Artificial intelligence originally aspired to replace doctors. Researchers imagined robots that could ask you questions, run the answers through an algorithm that would learn with experience and tell whether you had the flu or a cold. However, those promises largely failed, as artificial intelligent algorithms were too rudimentary to perform those functions.
Particularly tricky was the variability between people, which caused basic machine learning algorithms to miss the patterns. Eventually though, a subset of AI called deep learning became sensitive enough to recognize speech from voice data. Although deep learning algorithms required loads of training data, they could eventually learn to recognize words regardless of accents and other differences in speech patterns.
After recognizing speech, technologists applied deep learning to recognize objects in image data — which remains its primary application today. For instance, driverless cars largely depend on deep learning to identify and navigate around people to safely get their occupants home. In the health field, a pack of companies — including San Francisco-based startup Enlitic — are applying deep learning to recognize suspicious masses on radiological scans that are likely cancerous. Many of these image recognition tools are already used in hospitals.

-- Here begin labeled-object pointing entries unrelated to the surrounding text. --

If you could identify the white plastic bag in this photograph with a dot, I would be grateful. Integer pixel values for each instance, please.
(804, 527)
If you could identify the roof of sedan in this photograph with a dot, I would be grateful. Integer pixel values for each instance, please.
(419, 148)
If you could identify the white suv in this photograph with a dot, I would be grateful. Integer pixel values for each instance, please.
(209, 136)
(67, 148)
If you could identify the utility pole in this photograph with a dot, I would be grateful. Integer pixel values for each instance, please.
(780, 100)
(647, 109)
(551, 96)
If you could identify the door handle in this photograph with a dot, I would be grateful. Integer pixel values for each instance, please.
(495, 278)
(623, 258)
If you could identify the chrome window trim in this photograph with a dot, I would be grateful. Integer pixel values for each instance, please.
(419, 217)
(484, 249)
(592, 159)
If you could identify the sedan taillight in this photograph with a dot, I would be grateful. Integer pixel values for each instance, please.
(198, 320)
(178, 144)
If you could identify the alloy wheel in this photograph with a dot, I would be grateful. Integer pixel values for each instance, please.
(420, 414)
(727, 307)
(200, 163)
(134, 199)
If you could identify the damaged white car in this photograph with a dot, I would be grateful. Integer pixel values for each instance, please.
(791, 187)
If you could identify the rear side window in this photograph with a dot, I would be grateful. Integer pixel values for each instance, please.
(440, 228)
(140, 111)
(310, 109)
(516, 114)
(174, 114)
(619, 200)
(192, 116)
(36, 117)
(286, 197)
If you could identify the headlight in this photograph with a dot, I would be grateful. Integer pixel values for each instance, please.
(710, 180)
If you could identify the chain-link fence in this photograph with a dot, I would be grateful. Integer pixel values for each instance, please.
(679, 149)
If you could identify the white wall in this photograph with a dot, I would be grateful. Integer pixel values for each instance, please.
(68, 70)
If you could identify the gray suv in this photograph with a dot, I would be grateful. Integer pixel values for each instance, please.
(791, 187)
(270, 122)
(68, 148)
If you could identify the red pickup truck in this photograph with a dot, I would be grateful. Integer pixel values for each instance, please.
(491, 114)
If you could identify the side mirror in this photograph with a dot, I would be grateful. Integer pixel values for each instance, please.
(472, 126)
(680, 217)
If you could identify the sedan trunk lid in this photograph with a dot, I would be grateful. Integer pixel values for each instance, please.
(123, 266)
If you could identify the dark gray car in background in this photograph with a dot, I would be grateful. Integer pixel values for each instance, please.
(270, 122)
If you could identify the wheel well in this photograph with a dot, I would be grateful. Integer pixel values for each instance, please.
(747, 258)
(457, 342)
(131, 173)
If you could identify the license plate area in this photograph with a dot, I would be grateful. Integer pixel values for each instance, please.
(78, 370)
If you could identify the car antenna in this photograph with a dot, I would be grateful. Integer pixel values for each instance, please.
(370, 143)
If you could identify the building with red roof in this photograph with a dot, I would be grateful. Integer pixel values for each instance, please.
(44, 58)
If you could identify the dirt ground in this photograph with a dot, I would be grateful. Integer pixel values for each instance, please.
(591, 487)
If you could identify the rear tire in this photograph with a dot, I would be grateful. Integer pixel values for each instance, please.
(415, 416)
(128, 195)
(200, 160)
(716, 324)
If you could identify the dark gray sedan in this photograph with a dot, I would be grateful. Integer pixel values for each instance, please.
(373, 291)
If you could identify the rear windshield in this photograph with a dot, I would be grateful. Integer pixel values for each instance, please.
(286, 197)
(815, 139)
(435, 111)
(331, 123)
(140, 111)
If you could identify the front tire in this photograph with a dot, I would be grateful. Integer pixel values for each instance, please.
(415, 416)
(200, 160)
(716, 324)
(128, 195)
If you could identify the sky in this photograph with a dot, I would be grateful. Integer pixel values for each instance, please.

But identifying diseases by processing pictures of them only taps a fraction of deep learning’s power. Examining only its shape and density ignores the mountains of data hiding at the molecular level. This has not gone unnoticed.
The precision of deep learning algorithms is becoming even greater as the digital health revolution unlocks new sources of data.
Now, more companies are whispering about promises of deep learning algorithms that can find suspicious patterns in the body’s biochemistry. For instance, another Bay Area startup, IPMD, Inc., is developing algorithms that can process thousands of protein concentrations from a single blood sample to find patterns that are linked to certain kinds of cancer. These have the potential to be enormously more powerful than algorithms that process image data, as different types of cells excrete thousands of molecules providing clues to its makeup. Deep learning algorithms that can unlock this information will diagnose an array of diseases far more accurately.
The precision of deep learning algorithms is becoming even greater as the digital health revolution unlocks new sources of data. For instance, the mandate to digitize medical records now provides easier access for AI to crunch demographic data and health histories, along with direct testing data.
Artificial intelligent heart disease diagnostics have benefited extraordinarily from new sources of data. As far back as 1997, technologists first developed neural networks that could determine whether a patient had a heart attack by analyzing digital ECG data alone. More recently, deep neural networks have been developed to diagnose an even more elusive malady — heart disease — with 94 percent accuracy.
The brilliance of deep learning is that it does not require the designer to pre-define what it is looking for.
The algorithms combined data that included the patient’s profession, fat and cholesterol levels, family history and genetic data. The researchers found that the accuracy increased as more types of data were included. Now, a Bay Area startup called Cardiogram is using deep learning to detect arrhythmia by tracking ECG data over long periods of time. Tracking long-term ECG data only became possible with the advent of fitness trackers like the Apple Watch.
But because the patterns these deep learning diagnostics detect will be so subtle, clinicians will not be able to validate them. This will make them hard to accept by the industry — unlike systems that only highlight suspect masses on radiological scans, where a clinician can verify the results. A deep learning algorithm that balances thousands of protein concentrations to diagnose cancer finds patterns that are not articulable to a human being. Like sitting in a driverless car, they make handing over our lives to the intelligence of a machine unnerving.
Also likely to object is the government. The FDA has already issued guidance for machine-learning-based systems that parse image-based radiological data. The guidance document details the requirements for 510(k) submissions — the abbreviated FDA approval path based on preexisting devices — for systems that only highlight suspicious masses scans. The submission requires lengthy disclosure of exactly how the algorithm’s fine points work. For instance, the guidance suggests adding an explanation of the geometrical features identified and used to classify suspicious shapes.
This will not be possible for many deep learning systems. In fact, the brilliance of deep learning is that it does not require the designer to pre-define what it is looking for — it finds them on its own. The result is that the features used by deep learning to identify diseases will be almost entirely unknown to the humans operating them. The FDA has yet to even comment on this wave of diagnostics.
Hopefully though, the power of these algorithms to make efficient screening for cancer and other diseases will overtake the regulatory burden. Eventually, like driverless cars, the benefits of handing over our lives to machines will be so high we will learn to trust the machine, hopefully not to our peril.